L'idée que les insectes pollinisent les plantes est bien comprise. Ce n'est pas une tâche simple pour les plantes de produire du pollen et du nectar. De plus, tout pollen que les insectes prennent pour se nourrir est du pollen qui ne peut pas fertiliser une autre fleur.  Aconitum est une plante dichogame, ses fleurs ont une phase mâle et femelle. Pour la phase mâle, la tâche consiste à attirer les pollinisateurs et à protéger le pollen afin de maximiser la livraison aux fleurs de la phase femelle.  Aconitum est aussi une plante toxique, si vous en mangez la mauvaise partie. Il protège son pollen avec un cocktail chimique qui nuira aux insectes qui en mangent beaucoup. Alors si les insectes ne veulent pas être près du pollen, comment peut-il attirer les pollinisateurs ? C'est une énigme qui a intéressé A.-L. Jacquemart et ses collaborateurs. "Les études qui examinent l'équilibre entre l'attraction des pollinisateurs (signaux) et les récompenses en fonction de la phase sexuelle dichogame sont rares, tout comme les études qui se concentrent sur le succès reproducteur des mâles chez les espèces végétales toxiques", ont écrit les auteurs dans Scientific Reports.

Image : Toile.

"Nous avons examiné la capacité de reproduction des fleurs en phase mâle et femelle chez l'hermaphrodite protandre Aconitum Napellus spp. lusitanicum Rouy (Aconit commun, Renonculacées). Contrairement aux études précédentes qui n'examinaient qu'un seul aspect des interactions plantes-pollinisateurs (toxicité, vol, signaux, etc.), nous avons combiné des observations dans des populations naturelles (comportement des pollinisateurs) avec des approches expérimentales (détection de composés toxiques) et des analyses chimiques fines de signaux et récompenses.

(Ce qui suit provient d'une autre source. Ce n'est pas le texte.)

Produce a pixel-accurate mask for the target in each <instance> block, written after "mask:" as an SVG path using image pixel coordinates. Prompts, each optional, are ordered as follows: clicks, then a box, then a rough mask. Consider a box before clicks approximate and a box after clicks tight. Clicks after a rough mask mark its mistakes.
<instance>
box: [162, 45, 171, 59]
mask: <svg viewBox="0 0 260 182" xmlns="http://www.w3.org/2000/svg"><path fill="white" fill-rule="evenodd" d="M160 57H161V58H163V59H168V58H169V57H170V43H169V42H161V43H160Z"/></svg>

Le Aconitum les fleurs s'ouvrent avec une phase mâle pour fournir du pollen. Celle-ci dure cinq ou six jours, avant que les organes ne se flétrissent puis que les organes femelles ne soient accessibles au pollen. Jacquemart et ses collègues ont examiné la variation des fleurs au cours de cette période.

Ils ont constaté qu'il y avait une production plus élevée d'odeurs et de nectar pendant la phase mâle. Il y avait plus de quatre fois plus de nectar produit dans la phase mâle par rapport à la phase femelle. Les concentrations en sucre, cependant, semblaient être comparables.

Alors que le nectar était attrayant, Jacquemart et ses collègues ont découvert que le pollen ne l'était définitivement pas. Les botanistes ont conclu que les alcaloïdes contenus dans le pollen étaient potentiellement mortels pour les abeilles. Et cette combinaison de nectar et de pollen est ce qui fait Aconitum une plante prospère, ont déclaré les scientifiques. "La toxicité du pollen peut être considérée comme une défense chimique qui aide les plantes à réduire l'herbivorie et la récolte excessive de pollen. Comme les alcaloïdes à des concentrations élevées pourraient dissuader, nuire ou tuer les visiteurs, ils peuvent dissuader les insectes non pollinisateurs; cela peut empêcher le gaspillage de pollen et ainsi améliorer le transfert de pollen entre les plantes. ”

« L'effet dissuasif de la toxicité du pollen et la production élevée de nectar riche en sucre se conjuguent pour assurer le succès reproducteur de cette espèce de plante protandre spécialisée, principalement grâce à une forme physique élevée des mâles.